Agent Integration: LLM-Powered Workflows
Status: MVP (v5.1) | Maturity: Beta | Tests: 4 (Agent: 2, Memory: 1, Integration: 1)
Providers: LangChain (production), CrewAI (planned) | Memory: KV, Conversation, Semantic (v5.1)
Cascade Platform integrates large language models as workflow activities, enabling AI-powered decisions while maintaining workflow determinism and auditability.
What is Agent Integration?
Agent integration allows you to embed LLM intelligence into workflows as activities. Agents can analyze text, make decisions, generate content, and interact with external systems—all within deterministic workflows.
Key features:
- ✅ LLM agents as activities (not replacing workflows)
- ✅ Deterministic execution (same input = same output)
- ✅ Complete audit trail (see exactly what agent did)

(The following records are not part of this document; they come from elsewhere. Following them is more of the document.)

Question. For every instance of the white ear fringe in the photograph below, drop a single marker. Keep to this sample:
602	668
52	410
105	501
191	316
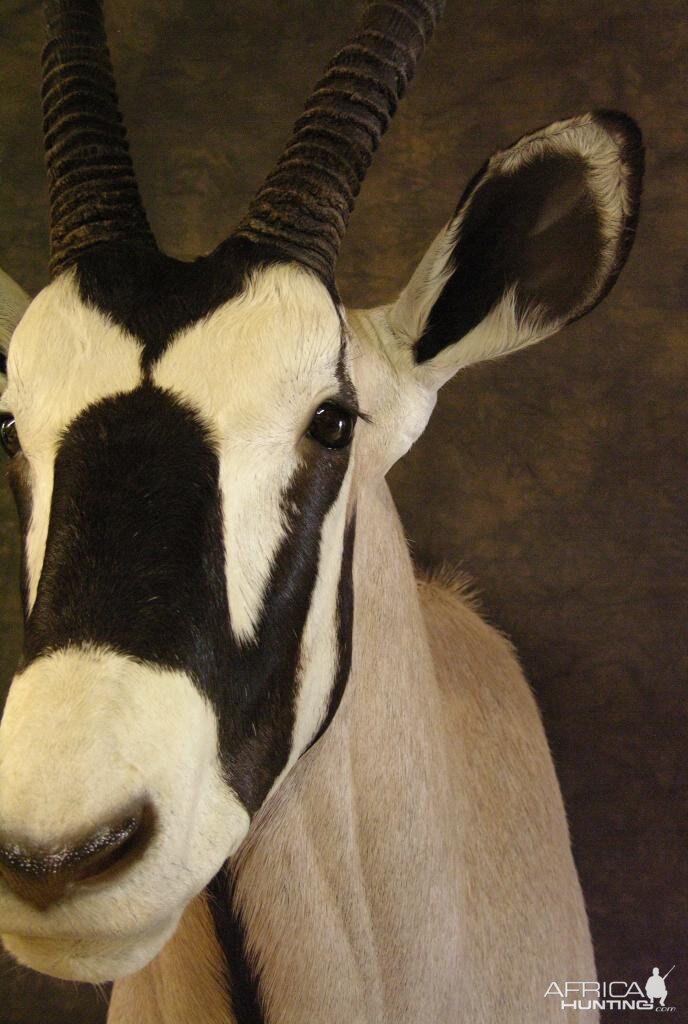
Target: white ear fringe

- ✅ Memory types: KV, Conversation, Semantic
- ✅ Cost monitoring and rate limiting
- ✅ Fallback to human review
Use cases:
- Sentiment analysis
- Document classification
- Chatbot integration
- Content generation
- Recommendation engines
- Anomaly detection
Architecture: Why Agents as Activities?
The Right Way: Agents as Activities
CDL Workflow (deterministic)
├── State 1: Input Collection (HumanTask)
├── State 2: Analyze with Agent (Task → Agent Activity)

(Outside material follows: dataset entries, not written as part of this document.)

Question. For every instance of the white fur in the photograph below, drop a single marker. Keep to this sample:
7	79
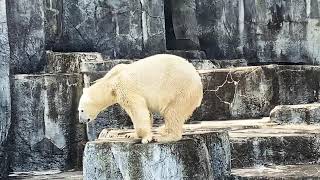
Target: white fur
161	83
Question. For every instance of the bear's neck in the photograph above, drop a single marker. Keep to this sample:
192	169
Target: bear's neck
101	95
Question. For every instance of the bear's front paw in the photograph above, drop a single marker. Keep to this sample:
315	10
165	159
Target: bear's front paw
164	139
131	135
112	134
146	140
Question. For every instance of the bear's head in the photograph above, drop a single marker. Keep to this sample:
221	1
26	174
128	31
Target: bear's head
93	101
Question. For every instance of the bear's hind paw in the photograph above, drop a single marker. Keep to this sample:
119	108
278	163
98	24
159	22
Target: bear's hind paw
146	140
165	139
131	135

│ └─ Agent: Analyze sentiment, extract entities
├── State 3: Route based on result (Choice)
└── State 4: Process & respond (Task)Benefits:
- ✅ Reproducible: Same input always produces same output
- ✅ Auditable: See agent decisions in execution trace
- ✅ Versioned: Control agent behavior via CDL versions
- ✅ Retryable: Failed agent calls retry automatically
- ✅ Monitorable: Track agent costs and performance
The Wrong Way: Workflows Inside Agents
Agent (non-deterministic)
├── Make API call
├── Maybe get confused
├── Call another API
├── Make unpredictable decision
└── User confusionProblems:
- ❌ Non-deterministic (different results each time)
- ❌ Not auditable (hidden decisions)
- ❌ Hard to debug (agent behavior unpredictable)
- ❌ Can’t retry properly
- ❌ Uncontrolled costs
Basic Integration: Using Agents in Workflows
Simple Agent Activity
CDL with agent call:
- name: AnalyzeSentiment
type: Task
resource: urn:cascade:activity:analyze_sentiment
parameters:
text: "{{ $.customer_message }}"
language: "{{ $.language | default: 'en' }}"

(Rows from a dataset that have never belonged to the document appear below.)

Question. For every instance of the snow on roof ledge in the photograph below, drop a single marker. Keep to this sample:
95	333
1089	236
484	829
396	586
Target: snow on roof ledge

result: $.sentiment_analysis
timeout: 30s
retries:
max_attempts: 2
next: RouteBysentimentAgent Activity Implementation (Go):
package activities
import (
"context"
"github.com/cascade-platform/sdk/agents"
)
type SentimentInput struct {
Text string `json:"text"`
Language string `json:"language"`
}
type SentimentOutput struct {
Sentiment string `json:"sentiment"` // positive, negative, neutral
Confidence float64 `json:"confidence"` // 0.0-1.0
Score float64 `json:"score"` // -1.0 to 1.0
Emotions []string `json:"emotions"`
Keywords []string `json:"keywords"`
}
func AnalyzeSentiment(ctx context.Context, input *SentimentInput) (*SentimentOutput, error) {
// Create LLM agent
agent := agents.NewLanguageAgent(
agents.WithModel("gpt-4-turbo"),
agents.WithProvider("openai"),
)
// Define the prompt
prompt := fmt.Sprintf(`Analyze the following text and provide:
1. Sentiment: positive, negative, or neutral
2. Confidence: 0.0-1.0
3. Score: -1.0 to 1.0
4. Emotions detected
5. Key topics
Text: "%s"
Language: %s
Respond as JSON.`, input.Text, input.Language)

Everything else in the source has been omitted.